Saturday, June 4, 2016

La teatralidad de la muerte del teatro en Miami

Por Ignacio T. Granados Herrera

Todo el mundo habla de una crisis del teatro en Miami, entre la preocupación y el reclamo de apoyo que le permita sobrevivir; como si no fuera hora ya de preguntarse si la culpa no es del teatro mismo y no del público, que por algún motivo no lo apoya. Primero, el teatro puede ser un fenómeno más en esa tradición del arte moderno; que simplemente entra en crisis con la postmodernidad, porque su naturaleza es estrictamente moderna. No le pasó con el cine, el radio ni la televisión, porque todos ellos no fueron pasos en el mismo desarrollo; que es el de la Modernidad, como un tipo de cultura, que como todo está sujeto a evolución y envejecimiento. En este contexto, la preocupación de los críticos con sus gestos amanerados recuerda más bien la ridiculez de las Pericas; el dolor de los directores recuerda la arrogancia de Agamenón, cuando la realidad cansada de Clitemnestra le abofetea el centro mismo de la vida.

Nada más natural que la preocupación ante lo inevitable, pero también lo propio y eficiente sería el esfuerzo de adaptación; que no se trata sólo de acomodarse a unas condiciones paupérrimas —lo que puede ser realista—, sino también de ver cómo se participa de esa evolución; lo que sí es un esfuerzo que sobrepasa el voluntarismo habitual, por el que las empresas modernas sucumben con la misma Modernidad. Desgraciadamente estamos acostumbrados a ese reclamo constante de apoyo, pero no a ver el aporte consistente del teatro mismo; lo que lo convierte en un desaguadero, por donde se escurrirá la poca ayuda que recaude, porque el único modo de multiplicarla es aplicarla en provecho de la comunidad.

En este sentido, también es habitual acudir a una importancia innata en el arte, que de ser cierta es estrictamente moderna; por lo que sería la función que lo hace exactamente extemporáneo, y con ello digno de morir con su tiempo. Además, esa importancia innata en el arte suele esconder más bien la arrogancia de sus autores; que simplemente negados a participar de la realidad, exigen que la gente les alimente la burbuja de sus egos. La prueba está en esa recurrencia misma del argumento, como si no necesitara mayor explicación en su obviedad; cuando lo único obvio es que esa importancia no está tan clara, si en definitiva tiene que vivir mendigando la ayuda.

Otra cosa y muy digna de mención es la fuerza de voluntad, con la que los artistas persisten en su empresa por sobre toda dificultad; pero estos esfuerzos legítimos se reconocen fácilmente, por la dignidad con que enfrentan su dificultad. En Miami hay proyectos que consiguen hacer propuestas de raigambre popular, sin perder en ello el elitismo inevitable a la especialización intelectual; y con las que atraen un público más o menos fiel y constante, sin necesidad de caer en el falso humor ni la chabacanería del populismo vulgar; y eso en vez de estar restregándole a la gente la incultura, con un elitismo malsano, que los margine a la vez que los hace responsable del fracaso.
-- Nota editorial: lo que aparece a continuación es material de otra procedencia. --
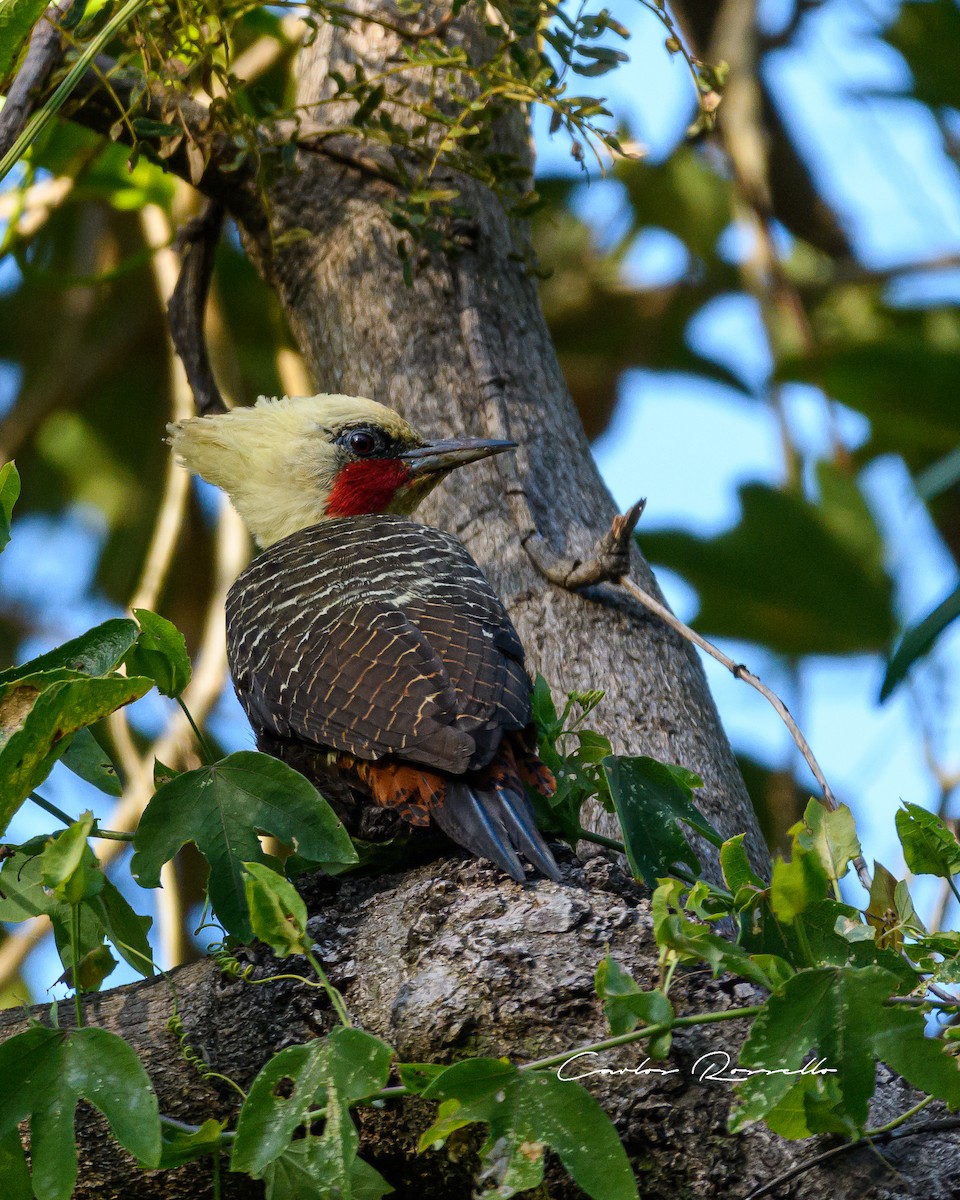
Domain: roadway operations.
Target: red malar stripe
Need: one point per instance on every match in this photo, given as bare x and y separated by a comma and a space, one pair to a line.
366, 486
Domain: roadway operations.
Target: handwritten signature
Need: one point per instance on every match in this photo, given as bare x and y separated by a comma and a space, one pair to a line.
709, 1068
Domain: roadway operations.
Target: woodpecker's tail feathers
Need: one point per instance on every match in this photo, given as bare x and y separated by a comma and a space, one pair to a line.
497, 823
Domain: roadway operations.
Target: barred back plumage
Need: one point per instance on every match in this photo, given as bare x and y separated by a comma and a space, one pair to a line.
381, 641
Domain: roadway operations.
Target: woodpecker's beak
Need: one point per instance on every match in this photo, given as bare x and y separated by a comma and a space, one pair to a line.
442, 456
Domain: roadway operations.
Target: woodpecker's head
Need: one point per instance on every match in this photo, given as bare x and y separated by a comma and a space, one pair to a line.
293, 462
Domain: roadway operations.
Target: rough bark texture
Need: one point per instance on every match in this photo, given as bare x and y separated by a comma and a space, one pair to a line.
365, 333
451, 959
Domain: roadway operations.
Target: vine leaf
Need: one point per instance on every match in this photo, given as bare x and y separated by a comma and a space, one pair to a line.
67, 868
221, 809
85, 757
625, 1005
301, 1170
10, 479
334, 1073
179, 1147
95, 653
37, 715
918, 641
652, 798
832, 835
277, 915
840, 1015
107, 913
160, 653
929, 846
526, 1111
47, 1072
13, 1168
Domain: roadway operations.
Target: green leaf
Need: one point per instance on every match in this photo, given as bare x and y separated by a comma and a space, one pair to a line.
627, 1006
797, 883
939, 477
927, 34
544, 709
145, 127
125, 928
13, 1174
85, 757
832, 835
929, 846
881, 915
652, 799
277, 915
23, 895
526, 1111
95, 653
301, 1173
67, 867
179, 1147
840, 1015
10, 480
918, 641
336, 1072
736, 865
823, 592
91, 970
17, 19
47, 1072
417, 1075
160, 653
35, 725
220, 809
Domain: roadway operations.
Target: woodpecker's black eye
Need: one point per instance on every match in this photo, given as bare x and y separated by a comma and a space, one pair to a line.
363, 442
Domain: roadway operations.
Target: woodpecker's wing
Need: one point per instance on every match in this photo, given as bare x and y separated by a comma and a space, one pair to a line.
377, 636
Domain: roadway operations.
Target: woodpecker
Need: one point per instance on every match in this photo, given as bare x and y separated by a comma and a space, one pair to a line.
369, 651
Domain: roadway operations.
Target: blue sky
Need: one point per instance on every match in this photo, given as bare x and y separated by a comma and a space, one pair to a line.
869, 153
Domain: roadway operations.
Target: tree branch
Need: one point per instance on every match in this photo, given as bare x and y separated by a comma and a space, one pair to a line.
45, 55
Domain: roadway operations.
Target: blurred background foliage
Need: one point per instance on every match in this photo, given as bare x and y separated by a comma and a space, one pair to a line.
760, 329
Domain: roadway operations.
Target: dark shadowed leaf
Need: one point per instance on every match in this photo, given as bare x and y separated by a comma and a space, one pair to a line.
927, 34
36, 721
526, 1111
797, 577
85, 757
918, 641
13, 1173
160, 653
652, 799
47, 1072
929, 846
94, 653
10, 481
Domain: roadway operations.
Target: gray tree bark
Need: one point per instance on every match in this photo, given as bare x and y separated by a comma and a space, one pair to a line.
451, 959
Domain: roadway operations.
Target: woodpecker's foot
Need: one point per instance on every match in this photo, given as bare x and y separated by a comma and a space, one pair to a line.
610, 562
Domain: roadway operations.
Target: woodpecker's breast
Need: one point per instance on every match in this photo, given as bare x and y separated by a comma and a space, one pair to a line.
377, 636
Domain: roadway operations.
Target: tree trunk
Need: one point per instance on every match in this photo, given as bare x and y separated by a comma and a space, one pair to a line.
364, 331
451, 959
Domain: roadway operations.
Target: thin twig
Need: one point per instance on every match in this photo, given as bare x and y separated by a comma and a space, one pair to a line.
611, 557
187, 305
739, 671
945, 1125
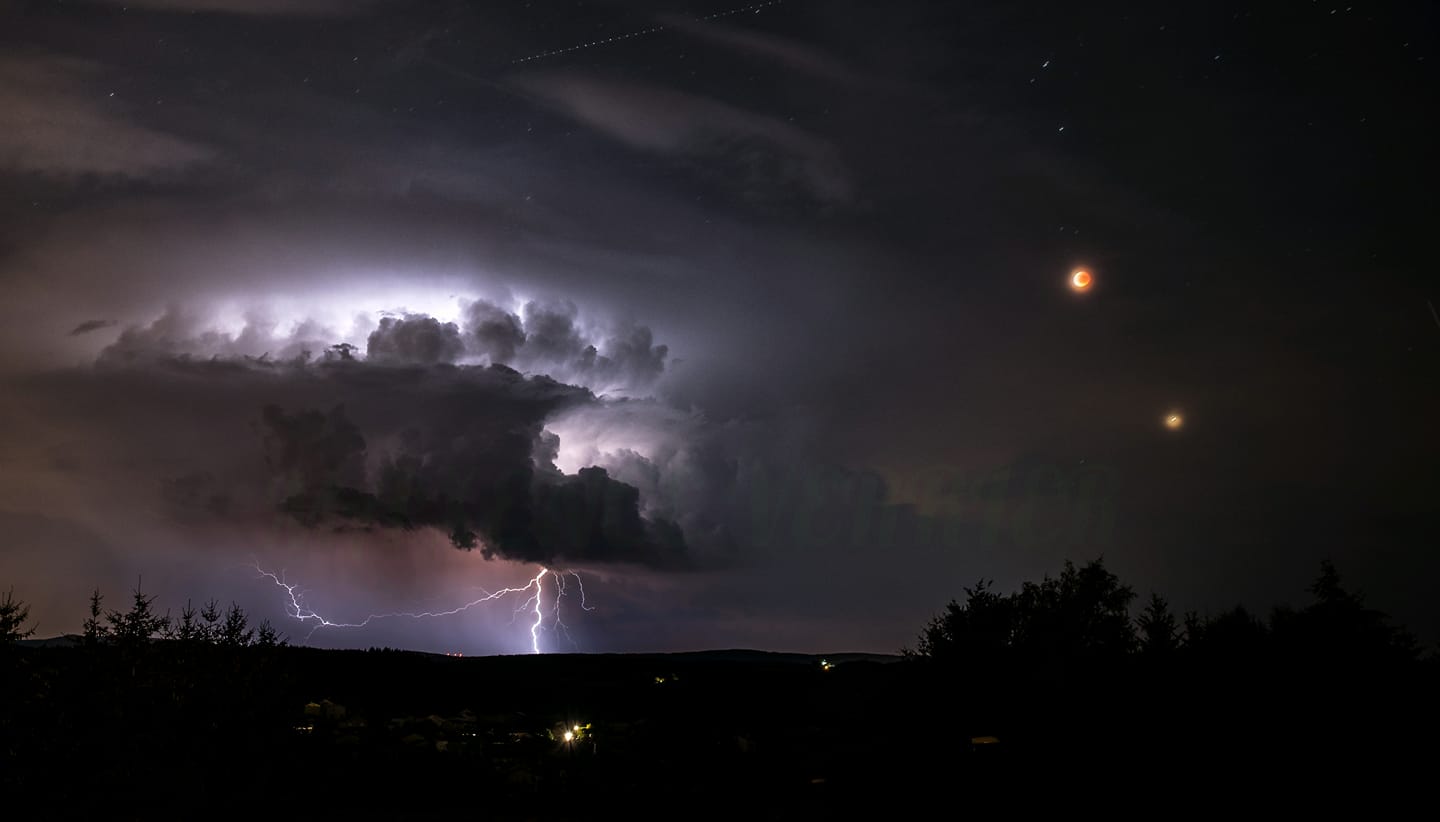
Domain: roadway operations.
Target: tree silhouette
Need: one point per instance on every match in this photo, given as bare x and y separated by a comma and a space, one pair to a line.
1083, 612
140, 624
982, 626
235, 631
210, 622
1159, 632
94, 626
267, 637
1338, 625
13, 613
189, 629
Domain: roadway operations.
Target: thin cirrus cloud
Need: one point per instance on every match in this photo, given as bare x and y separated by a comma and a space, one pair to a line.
666, 121
56, 120
255, 7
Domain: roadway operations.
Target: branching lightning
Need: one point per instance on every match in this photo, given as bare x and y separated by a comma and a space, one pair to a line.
295, 606
651, 30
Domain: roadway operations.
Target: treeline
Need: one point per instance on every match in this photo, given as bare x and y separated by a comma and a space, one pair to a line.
143, 622
206, 625
1085, 615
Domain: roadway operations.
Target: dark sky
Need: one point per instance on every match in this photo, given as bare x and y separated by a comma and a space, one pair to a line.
794, 278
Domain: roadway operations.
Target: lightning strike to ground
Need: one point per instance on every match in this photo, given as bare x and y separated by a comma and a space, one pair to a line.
297, 608
651, 30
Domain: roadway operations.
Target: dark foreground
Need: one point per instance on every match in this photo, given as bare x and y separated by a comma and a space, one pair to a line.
215, 732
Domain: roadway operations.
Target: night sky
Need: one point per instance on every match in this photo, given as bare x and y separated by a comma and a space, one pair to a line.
758, 321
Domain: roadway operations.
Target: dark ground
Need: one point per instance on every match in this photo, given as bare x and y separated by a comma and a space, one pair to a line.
210, 732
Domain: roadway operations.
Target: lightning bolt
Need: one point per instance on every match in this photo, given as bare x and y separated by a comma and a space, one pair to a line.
295, 606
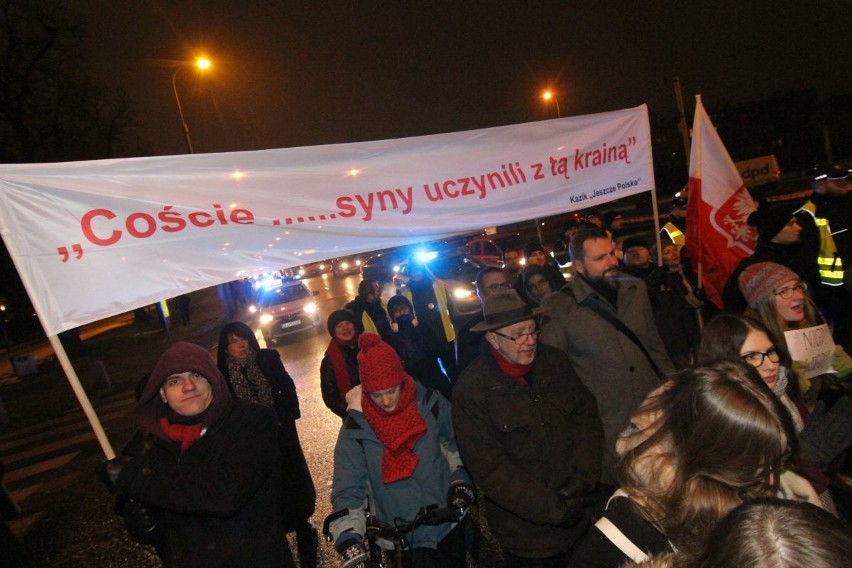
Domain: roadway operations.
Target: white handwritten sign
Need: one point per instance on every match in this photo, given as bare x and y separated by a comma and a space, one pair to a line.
814, 345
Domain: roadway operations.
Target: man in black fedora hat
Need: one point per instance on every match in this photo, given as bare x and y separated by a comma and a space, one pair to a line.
529, 433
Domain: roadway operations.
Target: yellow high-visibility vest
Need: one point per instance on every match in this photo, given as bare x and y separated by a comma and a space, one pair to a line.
441, 298
828, 259
675, 235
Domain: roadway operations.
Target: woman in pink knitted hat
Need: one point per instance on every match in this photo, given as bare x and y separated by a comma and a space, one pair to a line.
395, 454
779, 299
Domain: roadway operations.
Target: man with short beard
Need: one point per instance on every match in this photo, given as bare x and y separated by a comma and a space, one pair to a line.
619, 370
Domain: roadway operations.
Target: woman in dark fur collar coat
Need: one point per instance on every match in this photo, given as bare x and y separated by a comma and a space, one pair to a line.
258, 375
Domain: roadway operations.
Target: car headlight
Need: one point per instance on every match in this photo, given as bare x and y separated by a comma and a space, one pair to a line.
462, 293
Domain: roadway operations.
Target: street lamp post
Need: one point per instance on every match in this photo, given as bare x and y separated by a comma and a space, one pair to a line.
201, 63
548, 96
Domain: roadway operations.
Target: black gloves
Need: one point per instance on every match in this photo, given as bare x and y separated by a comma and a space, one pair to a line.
109, 471
140, 522
575, 497
461, 494
354, 555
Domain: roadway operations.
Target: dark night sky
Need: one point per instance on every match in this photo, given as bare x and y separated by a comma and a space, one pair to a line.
305, 73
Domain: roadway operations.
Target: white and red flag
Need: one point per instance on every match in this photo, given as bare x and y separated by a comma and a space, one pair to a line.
717, 235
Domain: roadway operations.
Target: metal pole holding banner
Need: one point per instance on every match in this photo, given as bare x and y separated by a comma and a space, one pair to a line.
684, 129
656, 213
82, 398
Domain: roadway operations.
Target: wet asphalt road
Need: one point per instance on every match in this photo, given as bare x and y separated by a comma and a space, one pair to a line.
67, 518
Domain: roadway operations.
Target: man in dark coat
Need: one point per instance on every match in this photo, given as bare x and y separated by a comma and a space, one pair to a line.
369, 313
212, 479
529, 433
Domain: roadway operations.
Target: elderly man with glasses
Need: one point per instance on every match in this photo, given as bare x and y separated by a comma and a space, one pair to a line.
530, 435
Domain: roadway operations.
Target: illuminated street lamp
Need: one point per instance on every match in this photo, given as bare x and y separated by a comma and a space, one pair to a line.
202, 64
547, 96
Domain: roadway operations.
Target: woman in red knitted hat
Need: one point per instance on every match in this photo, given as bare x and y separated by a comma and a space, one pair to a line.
395, 454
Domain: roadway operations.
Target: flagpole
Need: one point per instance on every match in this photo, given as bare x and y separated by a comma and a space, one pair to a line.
684, 131
70, 373
82, 398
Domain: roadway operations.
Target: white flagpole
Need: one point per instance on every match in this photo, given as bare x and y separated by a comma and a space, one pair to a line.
78, 389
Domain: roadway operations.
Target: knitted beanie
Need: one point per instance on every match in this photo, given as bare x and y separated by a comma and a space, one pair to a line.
396, 301
181, 358
763, 278
378, 364
338, 316
531, 247
770, 219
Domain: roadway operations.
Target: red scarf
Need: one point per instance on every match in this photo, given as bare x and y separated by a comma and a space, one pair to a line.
186, 434
514, 370
338, 364
398, 432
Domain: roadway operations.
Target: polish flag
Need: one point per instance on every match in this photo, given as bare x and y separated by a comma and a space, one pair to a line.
717, 235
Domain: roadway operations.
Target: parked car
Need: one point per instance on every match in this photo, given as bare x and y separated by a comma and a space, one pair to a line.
283, 306
314, 269
456, 271
485, 250
346, 265
383, 265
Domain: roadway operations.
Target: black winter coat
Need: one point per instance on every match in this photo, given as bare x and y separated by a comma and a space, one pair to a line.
218, 501
521, 442
331, 395
299, 497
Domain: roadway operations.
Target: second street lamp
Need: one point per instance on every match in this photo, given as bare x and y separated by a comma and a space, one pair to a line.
201, 63
548, 96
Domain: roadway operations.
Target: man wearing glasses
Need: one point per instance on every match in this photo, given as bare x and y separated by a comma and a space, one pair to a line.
489, 280
529, 433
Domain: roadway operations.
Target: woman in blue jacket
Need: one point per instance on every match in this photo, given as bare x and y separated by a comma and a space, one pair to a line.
395, 454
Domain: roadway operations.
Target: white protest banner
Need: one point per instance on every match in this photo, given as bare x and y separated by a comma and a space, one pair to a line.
93, 239
814, 345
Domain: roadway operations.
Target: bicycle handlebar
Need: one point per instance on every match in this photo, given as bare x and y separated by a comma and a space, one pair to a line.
429, 515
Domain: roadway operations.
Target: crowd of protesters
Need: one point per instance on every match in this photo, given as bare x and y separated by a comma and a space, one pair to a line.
614, 416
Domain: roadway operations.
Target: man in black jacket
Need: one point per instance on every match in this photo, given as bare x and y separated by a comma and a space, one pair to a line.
529, 432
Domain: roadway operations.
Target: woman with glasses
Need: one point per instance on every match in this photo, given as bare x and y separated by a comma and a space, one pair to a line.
779, 299
822, 435
702, 443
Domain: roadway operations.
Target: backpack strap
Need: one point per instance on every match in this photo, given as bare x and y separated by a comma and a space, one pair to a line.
618, 538
621, 542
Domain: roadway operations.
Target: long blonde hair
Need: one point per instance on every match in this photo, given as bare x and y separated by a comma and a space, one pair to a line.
700, 445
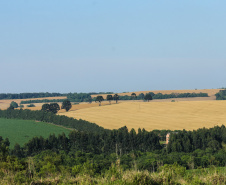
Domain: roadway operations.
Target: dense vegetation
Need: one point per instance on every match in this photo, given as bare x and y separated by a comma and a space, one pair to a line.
21, 131
49, 117
221, 95
112, 158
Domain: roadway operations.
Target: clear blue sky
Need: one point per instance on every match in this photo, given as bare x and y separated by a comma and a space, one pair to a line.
115, 45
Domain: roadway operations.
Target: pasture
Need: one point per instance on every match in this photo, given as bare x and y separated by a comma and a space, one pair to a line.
4, 104
21, 131
179, 115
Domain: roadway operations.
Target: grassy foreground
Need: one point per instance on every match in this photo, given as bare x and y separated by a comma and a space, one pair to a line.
166, 175
21, 131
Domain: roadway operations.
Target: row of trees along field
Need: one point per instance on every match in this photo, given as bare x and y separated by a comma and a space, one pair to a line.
113, 152
29, 95
86, 97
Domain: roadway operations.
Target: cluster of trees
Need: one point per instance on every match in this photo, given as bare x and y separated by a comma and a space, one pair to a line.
221, 95
141, 149
189, 141
119, 141
28, 95
49, 117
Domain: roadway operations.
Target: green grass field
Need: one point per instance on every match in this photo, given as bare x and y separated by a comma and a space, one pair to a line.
21, 131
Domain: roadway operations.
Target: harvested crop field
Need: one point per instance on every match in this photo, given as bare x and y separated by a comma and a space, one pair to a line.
210, 92
180, 115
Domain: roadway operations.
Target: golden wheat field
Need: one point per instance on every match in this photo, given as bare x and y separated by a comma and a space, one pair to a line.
180, 115
210, 92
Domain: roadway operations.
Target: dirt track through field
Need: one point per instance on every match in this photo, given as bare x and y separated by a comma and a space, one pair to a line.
187, 115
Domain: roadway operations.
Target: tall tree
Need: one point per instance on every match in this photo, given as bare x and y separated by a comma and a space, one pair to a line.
109, 98
116, 98
99, 99
66, 105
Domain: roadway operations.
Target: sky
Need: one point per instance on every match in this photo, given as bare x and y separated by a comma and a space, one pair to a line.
115, 45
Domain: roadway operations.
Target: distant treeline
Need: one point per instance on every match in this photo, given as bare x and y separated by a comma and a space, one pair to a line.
221, 95
189, 141
80, 125
29, 95
123, 141
42, 101
119, 141
164, 96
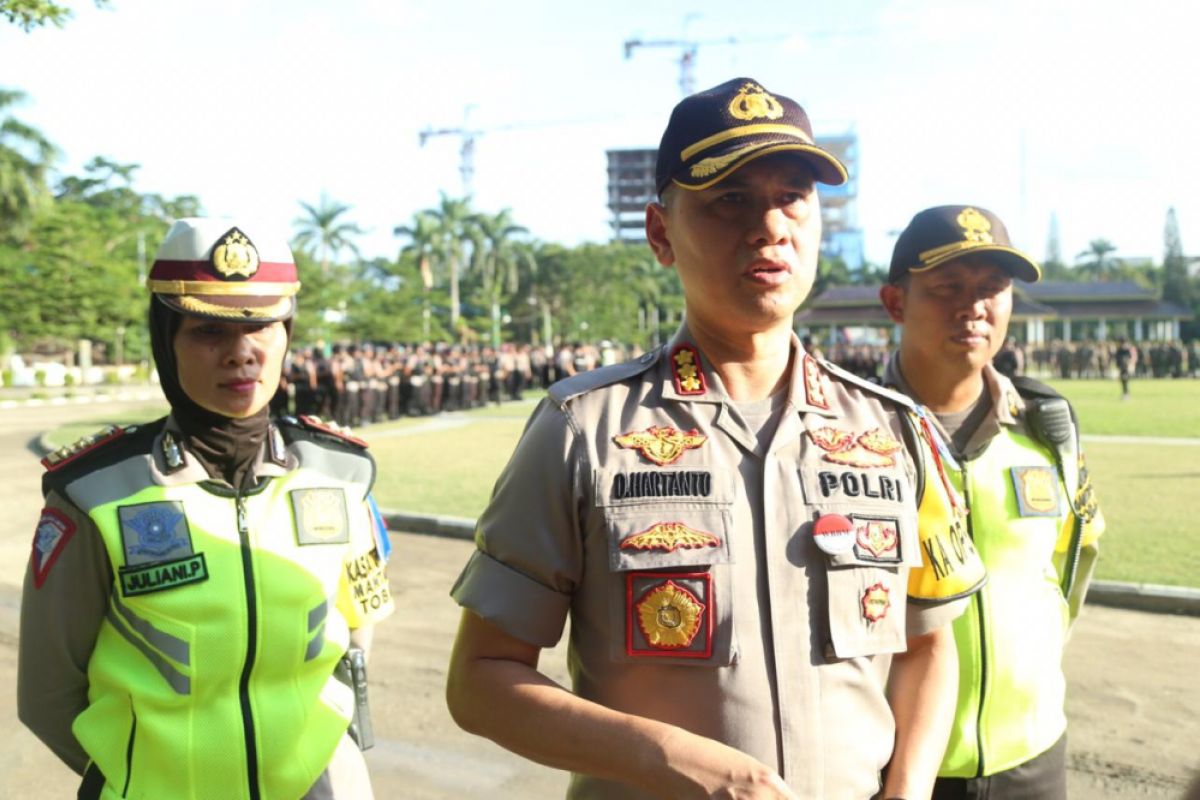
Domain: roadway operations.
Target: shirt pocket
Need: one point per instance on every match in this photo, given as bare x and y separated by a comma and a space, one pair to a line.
667, 548
868, 561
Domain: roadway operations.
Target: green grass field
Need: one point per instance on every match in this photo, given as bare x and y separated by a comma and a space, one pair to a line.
449, 464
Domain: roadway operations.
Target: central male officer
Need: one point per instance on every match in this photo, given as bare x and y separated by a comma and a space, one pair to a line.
744, 539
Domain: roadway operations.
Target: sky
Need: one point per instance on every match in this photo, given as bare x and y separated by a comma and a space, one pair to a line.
1081, 110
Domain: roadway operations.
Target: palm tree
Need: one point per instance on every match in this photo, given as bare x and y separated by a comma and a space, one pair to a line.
25, 157
453, 218
1099, 265
424, 245
322, 227
498, 258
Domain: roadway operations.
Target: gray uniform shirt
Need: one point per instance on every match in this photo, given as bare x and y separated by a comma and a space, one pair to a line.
641, 506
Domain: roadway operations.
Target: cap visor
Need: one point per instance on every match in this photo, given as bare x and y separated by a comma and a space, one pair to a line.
1012, 260
717, 166
232, 308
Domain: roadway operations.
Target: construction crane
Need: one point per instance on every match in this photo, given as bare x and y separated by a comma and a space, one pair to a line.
687, 58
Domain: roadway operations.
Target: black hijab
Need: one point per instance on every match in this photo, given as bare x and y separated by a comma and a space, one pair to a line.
226, 446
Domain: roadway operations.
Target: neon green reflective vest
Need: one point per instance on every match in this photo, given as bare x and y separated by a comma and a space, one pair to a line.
211, 677
1012, 636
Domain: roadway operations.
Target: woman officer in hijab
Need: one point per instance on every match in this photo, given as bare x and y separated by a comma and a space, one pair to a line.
198, 585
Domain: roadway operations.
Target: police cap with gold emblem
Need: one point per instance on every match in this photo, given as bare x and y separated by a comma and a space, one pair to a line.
948, 232
714, 132
222, 270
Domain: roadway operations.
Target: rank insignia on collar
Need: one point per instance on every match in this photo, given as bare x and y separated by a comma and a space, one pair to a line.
871, 449
689, 378
669, 537
663, 446
172, 453
670, 615
815, 384
54, 529
875, 602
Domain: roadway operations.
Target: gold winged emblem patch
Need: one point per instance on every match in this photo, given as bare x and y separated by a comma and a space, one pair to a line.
669, 537
665, 445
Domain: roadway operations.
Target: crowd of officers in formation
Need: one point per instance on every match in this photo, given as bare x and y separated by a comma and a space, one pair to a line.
360, 384
1055, 359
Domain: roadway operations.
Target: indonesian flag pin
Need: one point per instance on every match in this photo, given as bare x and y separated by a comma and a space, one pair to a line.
833, 534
Esa es la diferencia, que explicaría el equilibrio con que aunque tan precariamente como los demás, algunos sin embargo son creíbles; sostenidos no sólo en la genialidad de un director —que puede ser cierta pero también de su propia responsabilidad—, sino en ese culto al público del que depende; y que no es el de los viejos compañeros de cuando se trabajaba bajo la proyección del estado, a la que en un alarde de suficiencia se renunció. También, a ese otro culto con el que sabe atraer y retener el apoyo de los colaboradores que necesita; que es un esfuerzo basado en el respeto y el aprecio real de los mismos, no sólo en el merecimiento o la propia idea de la propia genialidad. La muerte del teatro en Miami va siendo una larga puesta, como la de la caída de Roldán en Roncesvalles; así de lenta y bella en el patetismo, que anunciaba el apagón de una época marcada por la tragedia y la obstinación, sólo solucionada con la Modernidad que la repite.